My boys do occasionally beg for toys they see their friends have. For instance, they really want bullets for their Nerf guns, but I won’t get them for them. (I tossed them all a couple years ago.) You see, when we had bullets, they spent more time trying to find them and asking me to help them find them than they actually spent playing. However, I know they can spend hours playing with their toy guns fighting off imaginary bad guys in some elaborate story. But if they have to stop to find Nerf bullets, the game stops. I’m sure you have similar stories of how your kids imaginatio
n has just stopped because a toy does too much.
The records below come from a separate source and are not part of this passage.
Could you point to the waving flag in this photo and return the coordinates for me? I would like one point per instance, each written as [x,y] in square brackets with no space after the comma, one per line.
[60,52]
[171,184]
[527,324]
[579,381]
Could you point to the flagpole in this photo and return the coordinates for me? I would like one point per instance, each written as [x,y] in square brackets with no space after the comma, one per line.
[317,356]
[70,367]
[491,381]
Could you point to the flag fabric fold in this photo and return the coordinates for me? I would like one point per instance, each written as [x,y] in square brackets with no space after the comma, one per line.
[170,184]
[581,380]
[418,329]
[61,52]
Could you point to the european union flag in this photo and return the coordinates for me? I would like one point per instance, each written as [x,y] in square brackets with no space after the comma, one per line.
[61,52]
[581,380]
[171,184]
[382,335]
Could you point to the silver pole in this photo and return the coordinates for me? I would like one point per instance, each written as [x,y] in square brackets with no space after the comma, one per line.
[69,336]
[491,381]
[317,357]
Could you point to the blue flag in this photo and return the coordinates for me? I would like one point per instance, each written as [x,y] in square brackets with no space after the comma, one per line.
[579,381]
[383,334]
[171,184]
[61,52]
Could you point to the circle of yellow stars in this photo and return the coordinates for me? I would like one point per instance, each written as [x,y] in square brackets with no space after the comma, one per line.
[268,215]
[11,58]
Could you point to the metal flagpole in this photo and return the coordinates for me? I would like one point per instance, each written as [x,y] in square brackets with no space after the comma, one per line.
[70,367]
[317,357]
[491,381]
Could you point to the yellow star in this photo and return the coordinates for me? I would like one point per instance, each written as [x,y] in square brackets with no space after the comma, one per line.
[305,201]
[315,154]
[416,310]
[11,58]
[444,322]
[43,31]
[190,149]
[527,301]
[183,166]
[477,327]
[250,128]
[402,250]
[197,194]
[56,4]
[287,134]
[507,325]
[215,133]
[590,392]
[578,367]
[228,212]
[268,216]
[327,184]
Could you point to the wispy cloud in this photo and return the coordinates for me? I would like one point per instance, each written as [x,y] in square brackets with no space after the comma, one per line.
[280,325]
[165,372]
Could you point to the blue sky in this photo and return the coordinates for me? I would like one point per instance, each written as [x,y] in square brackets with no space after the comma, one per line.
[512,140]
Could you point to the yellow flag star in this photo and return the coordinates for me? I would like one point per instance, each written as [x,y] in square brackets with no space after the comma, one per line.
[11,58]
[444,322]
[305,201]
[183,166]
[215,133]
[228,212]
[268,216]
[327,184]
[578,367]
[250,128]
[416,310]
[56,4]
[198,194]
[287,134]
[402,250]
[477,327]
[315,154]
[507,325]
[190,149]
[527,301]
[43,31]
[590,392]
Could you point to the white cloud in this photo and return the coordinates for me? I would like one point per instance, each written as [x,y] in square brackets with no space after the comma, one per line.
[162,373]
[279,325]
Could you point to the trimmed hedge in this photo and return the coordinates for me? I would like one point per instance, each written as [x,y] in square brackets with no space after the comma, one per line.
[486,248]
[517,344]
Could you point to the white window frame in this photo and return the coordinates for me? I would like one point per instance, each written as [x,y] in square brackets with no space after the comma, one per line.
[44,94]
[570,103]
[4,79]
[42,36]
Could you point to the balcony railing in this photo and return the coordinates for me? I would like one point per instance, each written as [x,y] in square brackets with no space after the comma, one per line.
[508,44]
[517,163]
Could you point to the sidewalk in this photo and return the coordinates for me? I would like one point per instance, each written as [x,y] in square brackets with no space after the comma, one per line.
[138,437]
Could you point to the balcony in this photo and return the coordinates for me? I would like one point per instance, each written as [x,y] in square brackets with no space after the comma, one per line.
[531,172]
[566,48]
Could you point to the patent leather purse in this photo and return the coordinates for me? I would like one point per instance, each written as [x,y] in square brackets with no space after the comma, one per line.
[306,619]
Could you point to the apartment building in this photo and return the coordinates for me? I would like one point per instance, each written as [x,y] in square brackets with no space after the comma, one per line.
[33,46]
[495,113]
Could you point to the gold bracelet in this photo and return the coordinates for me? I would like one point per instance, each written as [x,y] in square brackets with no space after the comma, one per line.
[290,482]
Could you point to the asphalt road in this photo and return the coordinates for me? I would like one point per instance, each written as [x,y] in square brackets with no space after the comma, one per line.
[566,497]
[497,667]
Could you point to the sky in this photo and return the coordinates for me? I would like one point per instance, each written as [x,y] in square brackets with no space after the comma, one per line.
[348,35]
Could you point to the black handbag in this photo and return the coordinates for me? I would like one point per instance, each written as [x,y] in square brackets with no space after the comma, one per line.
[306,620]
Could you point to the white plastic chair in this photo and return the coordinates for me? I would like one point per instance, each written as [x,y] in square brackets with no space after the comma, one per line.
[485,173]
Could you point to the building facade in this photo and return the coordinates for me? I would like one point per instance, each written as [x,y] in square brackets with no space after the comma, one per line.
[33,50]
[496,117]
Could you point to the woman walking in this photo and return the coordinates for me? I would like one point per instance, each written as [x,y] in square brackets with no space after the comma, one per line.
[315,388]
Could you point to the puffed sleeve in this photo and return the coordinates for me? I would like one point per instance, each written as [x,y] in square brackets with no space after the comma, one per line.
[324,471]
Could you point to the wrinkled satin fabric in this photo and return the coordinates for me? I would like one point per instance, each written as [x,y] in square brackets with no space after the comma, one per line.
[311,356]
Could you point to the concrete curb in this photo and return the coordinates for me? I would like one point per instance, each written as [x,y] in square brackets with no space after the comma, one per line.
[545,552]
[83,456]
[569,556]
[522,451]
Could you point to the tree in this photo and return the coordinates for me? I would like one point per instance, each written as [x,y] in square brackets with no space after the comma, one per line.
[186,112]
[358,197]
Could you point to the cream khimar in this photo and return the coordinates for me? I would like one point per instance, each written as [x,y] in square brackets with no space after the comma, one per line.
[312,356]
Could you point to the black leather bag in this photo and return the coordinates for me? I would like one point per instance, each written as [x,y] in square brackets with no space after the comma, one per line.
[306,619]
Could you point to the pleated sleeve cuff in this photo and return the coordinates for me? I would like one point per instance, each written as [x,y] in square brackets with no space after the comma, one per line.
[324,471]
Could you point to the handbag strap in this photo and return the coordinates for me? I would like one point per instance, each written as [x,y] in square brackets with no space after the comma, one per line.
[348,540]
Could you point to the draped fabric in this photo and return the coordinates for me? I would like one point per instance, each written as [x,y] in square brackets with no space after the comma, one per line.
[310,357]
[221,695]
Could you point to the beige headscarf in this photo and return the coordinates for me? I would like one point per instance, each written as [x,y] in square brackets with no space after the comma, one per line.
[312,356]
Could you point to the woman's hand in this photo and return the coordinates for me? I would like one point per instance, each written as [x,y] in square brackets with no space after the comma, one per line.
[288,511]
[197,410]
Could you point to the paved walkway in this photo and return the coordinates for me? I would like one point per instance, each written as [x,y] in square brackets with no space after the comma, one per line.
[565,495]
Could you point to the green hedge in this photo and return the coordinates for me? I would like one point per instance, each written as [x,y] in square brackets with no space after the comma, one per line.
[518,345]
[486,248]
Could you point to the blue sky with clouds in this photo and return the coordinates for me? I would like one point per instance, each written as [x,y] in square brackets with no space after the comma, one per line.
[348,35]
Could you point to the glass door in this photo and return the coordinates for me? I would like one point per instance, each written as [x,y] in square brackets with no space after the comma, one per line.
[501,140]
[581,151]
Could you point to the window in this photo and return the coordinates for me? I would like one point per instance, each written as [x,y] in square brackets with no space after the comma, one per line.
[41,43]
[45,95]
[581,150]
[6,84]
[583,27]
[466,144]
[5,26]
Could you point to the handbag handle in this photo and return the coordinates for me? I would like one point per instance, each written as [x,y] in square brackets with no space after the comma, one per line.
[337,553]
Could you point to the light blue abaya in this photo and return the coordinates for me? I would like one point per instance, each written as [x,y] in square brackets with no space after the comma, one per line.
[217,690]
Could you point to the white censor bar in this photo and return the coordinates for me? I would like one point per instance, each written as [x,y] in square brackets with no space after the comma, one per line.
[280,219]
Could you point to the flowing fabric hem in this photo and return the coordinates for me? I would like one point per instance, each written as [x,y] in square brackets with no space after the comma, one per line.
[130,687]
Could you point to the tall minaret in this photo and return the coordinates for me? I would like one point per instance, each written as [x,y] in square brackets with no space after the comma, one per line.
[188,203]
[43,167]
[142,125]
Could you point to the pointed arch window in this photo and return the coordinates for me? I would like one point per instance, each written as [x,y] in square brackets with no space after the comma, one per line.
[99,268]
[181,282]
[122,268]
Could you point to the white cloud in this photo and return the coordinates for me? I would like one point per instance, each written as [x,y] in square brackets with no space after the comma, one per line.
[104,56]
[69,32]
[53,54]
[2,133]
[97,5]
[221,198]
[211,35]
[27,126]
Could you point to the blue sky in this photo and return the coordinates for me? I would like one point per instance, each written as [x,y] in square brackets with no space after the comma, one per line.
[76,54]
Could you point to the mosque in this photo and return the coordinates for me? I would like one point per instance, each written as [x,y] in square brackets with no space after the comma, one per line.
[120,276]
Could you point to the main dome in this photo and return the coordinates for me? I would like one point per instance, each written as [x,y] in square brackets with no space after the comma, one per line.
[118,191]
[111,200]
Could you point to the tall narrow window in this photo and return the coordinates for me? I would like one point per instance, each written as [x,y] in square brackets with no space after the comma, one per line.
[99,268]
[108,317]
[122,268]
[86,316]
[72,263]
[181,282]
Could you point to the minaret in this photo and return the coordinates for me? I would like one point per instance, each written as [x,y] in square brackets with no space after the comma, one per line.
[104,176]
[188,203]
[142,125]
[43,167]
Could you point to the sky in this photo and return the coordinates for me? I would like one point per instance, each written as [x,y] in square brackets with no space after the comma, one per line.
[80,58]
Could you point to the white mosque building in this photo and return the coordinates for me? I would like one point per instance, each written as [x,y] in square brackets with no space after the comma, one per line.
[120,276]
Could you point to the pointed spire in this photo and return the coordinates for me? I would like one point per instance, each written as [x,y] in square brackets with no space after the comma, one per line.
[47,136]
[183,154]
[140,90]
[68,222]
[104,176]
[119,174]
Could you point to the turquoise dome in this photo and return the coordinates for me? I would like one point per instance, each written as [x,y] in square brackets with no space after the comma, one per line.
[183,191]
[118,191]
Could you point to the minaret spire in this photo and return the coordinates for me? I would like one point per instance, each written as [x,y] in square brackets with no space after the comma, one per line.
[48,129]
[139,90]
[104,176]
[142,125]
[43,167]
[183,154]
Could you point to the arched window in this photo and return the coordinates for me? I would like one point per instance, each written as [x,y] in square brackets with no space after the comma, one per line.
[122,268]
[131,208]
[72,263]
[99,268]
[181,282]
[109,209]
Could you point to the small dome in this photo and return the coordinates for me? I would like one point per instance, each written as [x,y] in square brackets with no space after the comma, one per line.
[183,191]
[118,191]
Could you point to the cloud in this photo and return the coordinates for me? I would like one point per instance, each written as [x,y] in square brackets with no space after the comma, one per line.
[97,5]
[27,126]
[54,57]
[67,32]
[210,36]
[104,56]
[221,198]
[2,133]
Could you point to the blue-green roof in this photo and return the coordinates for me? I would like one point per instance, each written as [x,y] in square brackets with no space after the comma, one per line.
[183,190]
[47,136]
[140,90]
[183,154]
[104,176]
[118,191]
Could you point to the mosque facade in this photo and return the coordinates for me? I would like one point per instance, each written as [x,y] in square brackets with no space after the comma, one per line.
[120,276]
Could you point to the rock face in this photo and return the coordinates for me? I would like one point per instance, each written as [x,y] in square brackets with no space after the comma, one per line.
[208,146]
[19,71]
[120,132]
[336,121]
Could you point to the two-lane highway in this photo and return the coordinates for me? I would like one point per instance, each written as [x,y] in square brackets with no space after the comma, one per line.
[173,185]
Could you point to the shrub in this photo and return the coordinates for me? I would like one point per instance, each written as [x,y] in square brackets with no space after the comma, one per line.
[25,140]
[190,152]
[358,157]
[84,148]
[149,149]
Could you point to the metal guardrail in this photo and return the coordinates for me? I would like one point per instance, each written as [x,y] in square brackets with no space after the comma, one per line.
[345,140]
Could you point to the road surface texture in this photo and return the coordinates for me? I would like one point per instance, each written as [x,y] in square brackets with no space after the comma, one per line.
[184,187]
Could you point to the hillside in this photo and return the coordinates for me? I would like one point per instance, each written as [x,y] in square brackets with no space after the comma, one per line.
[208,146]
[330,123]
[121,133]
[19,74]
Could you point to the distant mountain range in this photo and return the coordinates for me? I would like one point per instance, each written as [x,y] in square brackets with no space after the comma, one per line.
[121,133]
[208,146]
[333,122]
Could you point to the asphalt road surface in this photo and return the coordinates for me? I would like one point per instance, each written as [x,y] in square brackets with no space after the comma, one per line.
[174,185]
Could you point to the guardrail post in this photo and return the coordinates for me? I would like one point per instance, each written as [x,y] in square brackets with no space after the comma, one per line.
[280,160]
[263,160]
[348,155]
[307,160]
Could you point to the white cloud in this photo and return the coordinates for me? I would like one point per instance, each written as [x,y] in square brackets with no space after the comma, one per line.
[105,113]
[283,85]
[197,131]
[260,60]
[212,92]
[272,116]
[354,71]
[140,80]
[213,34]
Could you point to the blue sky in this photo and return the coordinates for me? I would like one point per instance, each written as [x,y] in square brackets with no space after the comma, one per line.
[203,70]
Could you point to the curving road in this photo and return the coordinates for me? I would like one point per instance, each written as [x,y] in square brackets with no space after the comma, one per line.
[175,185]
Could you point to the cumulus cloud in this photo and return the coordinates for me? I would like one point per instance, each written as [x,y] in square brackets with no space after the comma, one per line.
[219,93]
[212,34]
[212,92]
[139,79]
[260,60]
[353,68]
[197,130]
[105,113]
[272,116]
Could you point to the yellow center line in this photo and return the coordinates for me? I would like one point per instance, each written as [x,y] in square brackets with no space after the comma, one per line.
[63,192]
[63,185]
The toys that made the cut at our house:
Some of the toy cars and trucks and racing tracks
Wooden trains and tracks
Bean-bag animal stuffed toys (these are a surprising hit and the kids can play for hours in their animal world)
Play-dough – I make my own play-dough and we use a variety of tools to play
Melissa and Doug Castle Blocks and knights and dragons
Melissa and Doug puzzles
Marble Run tracks
A few toy guns and foam swords – nothing realistic looking
Baby dolls, baby carriage, clothes, and accessories
Toy kitchen, toy table/chairs, cookware, food, picnic basket, and tea pot
Art and craft supplies – these live in our homeschool room
Children’s books and board games – these live in the closet
When I write it up like that, it does seem like a pretty long list, but it does include three kids of different genders, ages 2-8. Plus, it mostly fits on one IKEA shelf bolted to the wall in the hall. I keep a few items, like our toy kitchen and large trucks, on the back porch. And a few items are stored in the garage or our large pantry.
Does anyone else get Toy Story guilt when you donate (or toss) a toy? Oh my goodness, that movie has scarred me for life! LOL! Nevertheless, I bit the bullet and tried not to think too much about it when I donated Buzz Lightyear! Sorry, Buzz, but hopefully you’re getting played with at your new home!
I also am that mom that usually does not include her kids in the donating decisions. I don’t know about your kids, but mine go into full blown hysterics over the thought of giving away ANY of their toys – even toys they have NEVER played with! However, if I donate the toys I know they don’t play with anymore while they are asleep, they are not upset by it. They usually don’t even notice.
On the couple occasions that they have noticed something missing, I explain that I gave it away to a kid that didn’t have many toys so they could play with it. Sometimes, a couple tears were shed by my 6 year old who is very sensitive, but he got over it quickly and was happy to know it went to a good home.
If there are toys that I’m not sure about, I often move them to a shelf in the garage. Sometimes I will add them back into the toy rotation. Other times, if they are forgotten for 6 months or more, I donate them.
So, what do you do about toys at your house? Are they taking over or have you found a good balance that works for you? I’d love to hear about it!